Workrise Cuts Staff, Verticals After Being Valued At $2.9b Last Year

Workrise Cuts Staff, Verticals After Being Valued At $2.9b Last Year

Austin unicorn Workrise has laid off an unspecified number of employees as it exits several verticals and seeks to divest parts of its business.

The company, which has built a workforce management platform for the skilled trades, said that it was laying off employees but declined to say how many. Just last May, TechCrunch reported that the company had raised $300 million at a $2.9 billion valuation. At that time, Workrise currently had more than 600 employees in 25 offices.

A user on anonymous community app for the workplace, Blind, said that the layoff affected 450 people but that number has not been confirmed with the company.

You may know the startup better by its former name, RigUp. The company was founded in 2014 as a marketplace for on-demand services and skilled labor in the energy industry. It changed its name in early 2021 to reflect a new emphasis on industries other than just oil and gas after the industry took a beating in recent years.

But it looks like the company is returning to its roots after a pandemic pivot didn’t work out as planned.

In a statement, Workrise spokesperson Dan Bank told TechCrunch:

In recent months, Workrise has engaged on a go-forward strategy supporting skilled workers in the energy industry. In this pursuit, Workrise has decided to exit verticals that no longer align with its go-forward strategy.

Unfortunately, many of our colleagues will be impacted as part of this restructuring and we have made the difficult decision to reduce headcount.

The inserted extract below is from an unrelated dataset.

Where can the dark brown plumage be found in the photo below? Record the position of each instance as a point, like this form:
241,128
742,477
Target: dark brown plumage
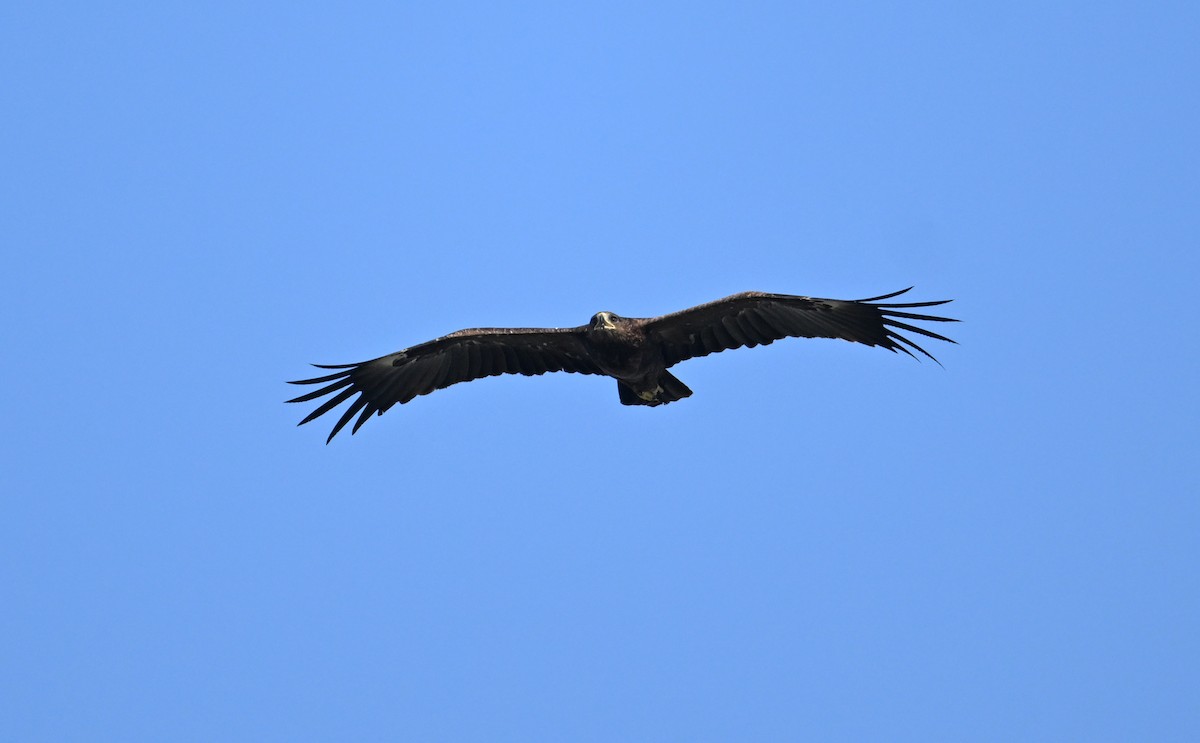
634,351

This was done after careful deliberation and is a result of positions being eliminated, departments consolidated and an overall shift in growth priorities. This was not an easy process, but we believe this realignment is in the best interest of the company as we move forward helping skilled laborers grow their career in our core industries, including oil & gas and renewables.

In an internal email to employees obtained by TechCrunch, CEO and co-founder Xuan Yong noted that the expansion into new markets beyond oil and gas was aimed at diversifying Workrise’s business and to support a broader range of skilled tradespeople. He added that the COVID-19 pandemic had accelerated the company’s investment in those markets.

He went on to say that since then, the company has decided it can “make the greatest impact” in energy.

“With this in mind, we evaluated the rest of our portfolio and saw that some businesses were not the right complement, both from a financial and product perspective. The diverse range of businesses and workers we served created enormous complexity, which impeded us from effectively scaling and growing them. It was harder to deliver a worker-first product when we were spread across several industries with very specific needs. That is why we made the very difficult decision to exit certain verticals to focus on energy – oil & gas and renewables,” Yong wrote.

As a result, he said the company would “immediately right-size” parts of its business and divest from others. He added that Workrise has signed buyers for one of its businesses and is exploring sales for the rest.

Yong also wrote: “In the immediate future, we will have less clients and workers to support. And the sad reality is we will have to reduce our corporate workforce to support our go-forward business. This wasn’t an easy decision, but it’s necessary for the future success of our company.”

It’s not the first time the company has had to lay off workers. In 2020, Workrise laid off one-quarter of its corporate employees as the industry took a hit from the COVID-19 pandemic. In this case, it appears that a pandemic pivot did not work out for the company.

At the time of its last raise, the company told me that its gross revenue had tripled since 2018, going from just under $300 million to about $900 million to close out 2020.